Netflix, citing the rapid evolution of technology and changing media landscape, believes its governance structure has helped the company continually adjust its service to meet the dynamic needs and desires of consumers, says ISS. Arguably, ISS notes, the board is keen on not letting any outside forces disrupt the momentum – Netflix was the top-performing S&P 500 stock in the prior decade. “Having said that, allowing a company to rest on its laurels is not a risk shareholders are willing to take, particularly in the media industry,” ISS said.

It noted that activist shareholders don’t typically target highly successful companies like Netflix but, “Ironically … it is precisely the board’s lack of responsiveness to shareholders, rather than any decision on strategy or capital allocation, that arguably offers activists their best chance of finding an issue with which to appeal to the mainstream asset managers who represent a majority of the shareholder base.”

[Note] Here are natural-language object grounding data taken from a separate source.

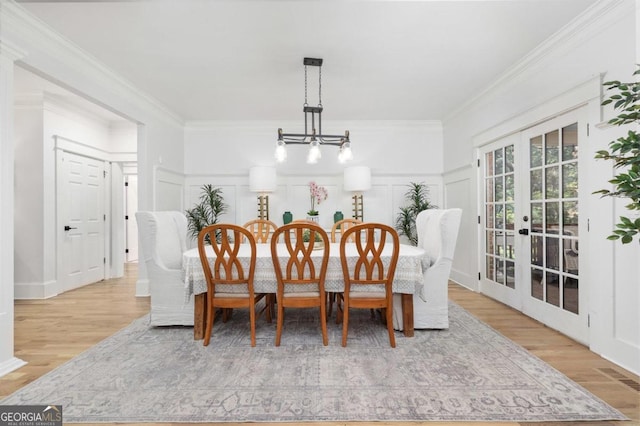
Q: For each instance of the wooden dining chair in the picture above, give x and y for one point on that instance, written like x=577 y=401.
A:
x=336 y=233
x=368 y=281
x=300 y=278
x=262 y=229
x=341 y=226
x=229 y=283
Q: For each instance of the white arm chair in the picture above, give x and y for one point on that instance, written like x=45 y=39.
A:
x=437 y=234
x=163 y=240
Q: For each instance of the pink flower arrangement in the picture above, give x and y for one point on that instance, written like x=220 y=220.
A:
x=318 y=195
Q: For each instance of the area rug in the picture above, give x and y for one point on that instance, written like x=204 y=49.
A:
x=466 y=373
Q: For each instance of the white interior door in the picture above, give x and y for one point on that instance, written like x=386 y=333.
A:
x=555 y=292
x=131 y=200
x=500 y=276
x=81 y=220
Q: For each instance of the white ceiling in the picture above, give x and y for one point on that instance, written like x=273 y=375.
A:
x=242 y=59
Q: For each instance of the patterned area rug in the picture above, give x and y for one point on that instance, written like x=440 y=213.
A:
x=466 y=373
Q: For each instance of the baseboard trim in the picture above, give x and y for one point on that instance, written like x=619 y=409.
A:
x=10 y=365
x=36 y=290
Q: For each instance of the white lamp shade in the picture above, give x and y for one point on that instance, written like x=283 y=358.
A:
x=262 y=179
x=357 y=178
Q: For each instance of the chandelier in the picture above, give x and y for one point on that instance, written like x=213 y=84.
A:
x=312 y=136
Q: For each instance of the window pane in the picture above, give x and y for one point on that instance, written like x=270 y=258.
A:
x=570 y=180
x=537 y=290
x=499 y=181
x=551 y=141
x=570 y=218
x=536 y=217
x=536 y=184
x=551 y=182
x=553 y=288
x=499 y=161
x=535 y=151
x=552 y=217
x=508 y=159
x=553 y=256
x=508 y=188
x=489 y=163
x=570 y=295
x=570 y=142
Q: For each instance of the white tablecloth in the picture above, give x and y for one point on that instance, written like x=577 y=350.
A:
x=412 y=263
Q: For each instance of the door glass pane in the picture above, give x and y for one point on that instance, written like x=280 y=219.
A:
x=508 y=159
x=508 y=187
x=499 y=188
x=570 y=142
x=489 y=163
x=553 y=288
x=570 y=295
x=553 y=255
x=499 y=161
x=570 y=218
x=536 y=217
x=570 y=180
x=536 y=250
x=551 y=182
x=537 y=290
x=551 y=141
x=535 y=151
x=552 y=217
x=536 y=184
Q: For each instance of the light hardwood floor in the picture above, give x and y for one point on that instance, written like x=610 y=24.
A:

As Deadline has reported, top executives at a number of companies from Comcast, Disney and Fox to Live Nation, iHeartMedia and AMC Entertainment have agreed to forgo or slash pay this year as the coronavirus pandemic pounded the economy and led to mass furloughs and skyrocketing unemployment. But its far from clear if the moves will result in any sort of structural shift in how media and entertainment boards reward their lead players.

Turning the spotlight on Comcast, ISS took issue with former NBCUniversal chief Steve Burke’s 2019 package of $43 million last year, more than Comcast CEO Brian Roberts. “In terms of overall compensation, having an NEO compensated at or above its CEO can be costly to shareholders,” ISS said (NEO stands for “named executive officer”).

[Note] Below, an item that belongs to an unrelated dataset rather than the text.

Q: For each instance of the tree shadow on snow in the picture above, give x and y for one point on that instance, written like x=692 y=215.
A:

Nor was ISS enthusiastic that one non-employee Comcast director received total compensation of $672,523 for 2019 — considered to be “an outlier based on sector data.” Comcast’s annual meeting is June 3.

At Facebook, ISS took issue with the overly broad priorities for determining executive compensation that include: making progress on the major social issues facing the Internet and our company; building new experiences that meaningfully improve people’s lives today and set the stage for even bigger improvements in the future; continuing to expand by supporting the millions of businesses that rely on its services to grow and create jobs; and communicating more transparently about what Facebook is doing and the role its services play in the world.

“As in previous years, these vague metrics had no specific weightings and no quantified targets or goals, and performance was determined based on the compensation committee’s discretion,” ISS noted.

Say-on-pay votes must be at least every three years. Facebook’s last one was in 2019 and its next one is scheduled for 2022, so it won’t come up at tomorrow’s annual meeting. Shareholder proposals on the ballot – supported by ISS – ask that the board adopt practices to improve board accountability, to require an independent board chair, and to adopt of a majority vote requirement for the election of directors. ISS also recommends approving a proposal requiring Facebook to put out a risk report on political advertising – “because the company faces significant controversies and appears to be lagging its peers in terms of implementing reasonable restrictions on political advertisements.”

As for Alphabet, ISS says simply that the Google parent’s compensation committee “has demonstrated poor stewardship of pay programs as evidenced by recurring concerns of outsized awards that are not sufficiently performance-based.” It noted that the company granted new CEO Sundar Pichai awards totaling nearly $250 million that are majority time-based and called the estimated cost of the company’s 2012 Stock Plan “excessive.” Its annual meeting is June 3.

ISS is cautiously OK with pay at Amazon but does back a shareholder proposal asking for information on how the company manages human rights-related concerns from facial recognition technology to worker and supply chain issues. The Jeff Bezos-led company’s annual meeting is also Wednesday.